Le Chef N°11 Août 2025 | Musique maestro

Une petite sélection d’une discothèque de folie disponible à chaque numéro, de titres s’imposant par le feu de l’actualité, ou un petit peu tirés par les... chevaux.

BLONDE REDHEAD
THE SHADOW OF THE GUEST

On n’attendait plus grand-chose de ce groupe new-yorkais des années 90-2000 rapidement devenu trio. Les deux frères Pace sont désormais de jeunes sexagénaires et on ne donnait plus très cher de la voix de Kazu Makino. Toujours placé, jamais gagnant, Blonde Redhead signe pourtant un retour magnifique avec ce onzième album à vous hérisser les poils. Quelle merveilleuse idée que ce prolongement de leur dernier opus « Sit for dinner » (2003), réorchestré avec les chœurs d’enfants de Brooklyn. Une somptueuse rêverie sur laquelle surfent trois pépites : le très chorale « Rest of her Life » en ouverture, l’entêtant « Coda », l’hypnotique « Kiss her before the snow » et son imparable refrain. Une grande messe.

 

PAUL DE SENNEVILLE
BEST-OF

« Ma famille était aristocrate, mais sans fortune. Tout ce que j’ai, je le dois aux chevaux », disait le Comte de Senneville de son vivant. Son incursion dans cette chronique, il la doit à Jean-Pierre Dubois. Copropriétaire de High Echelon (Prix d’Amérique 1979), cet éleveur sous le label Mauzun a continué de se faire un nom dans le trot international grâce à L’Amiral Mauzun et Jean-Michel Bazire (Elitloppet 2007). Figure atypique des courses, ce journaliste était aussi compositeur, patron de label et même manager de Michel Polnareff. C’est lui qui a hissé haut le pianiste Richard Clayderman. On lui doit plusieurs BO, jingles de pub, et de nombreuses chansons en solo ou avec Olivier Toussaint, son compagnon d’écriture et du groupe Pop Concerto Orchestra.

 

SMERZ
BIG CITY LIFE

Jolie surprise que ce duo norvégien qui nous enveloppe dans une douce mélopée. Comme le dit à juste titre le magazine Vogue, on ne sait pas trop si on a mis les pieds dans un caveau de jazz ou dans un club à la mode berlinoise.
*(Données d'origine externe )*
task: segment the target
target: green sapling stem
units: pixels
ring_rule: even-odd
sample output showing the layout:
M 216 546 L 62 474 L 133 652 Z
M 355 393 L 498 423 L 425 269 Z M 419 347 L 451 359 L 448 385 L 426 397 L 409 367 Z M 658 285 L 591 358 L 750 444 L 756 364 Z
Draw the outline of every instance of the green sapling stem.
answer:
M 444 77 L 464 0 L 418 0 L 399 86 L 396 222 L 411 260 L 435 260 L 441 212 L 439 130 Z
Soutenues par Björk, Henriette Motzfeldt et Catharina Stolteneberg offrent une jolie pop déconstruite. Sur des arrangements originaux, leurs jolis timbres se superposent à ravir. Souvent évanescent, ce 13 titres garde une vraie ligne de conduite tout en versant avec subtilité dans le spectral « Dreams », le jazz « What » ou la distorsion « A thousand lies ». On passe des pulsations de « Feisty » au susurré « Imagine this ». Un des titres les plus évidents avec l’imparable « You got time and I got money ».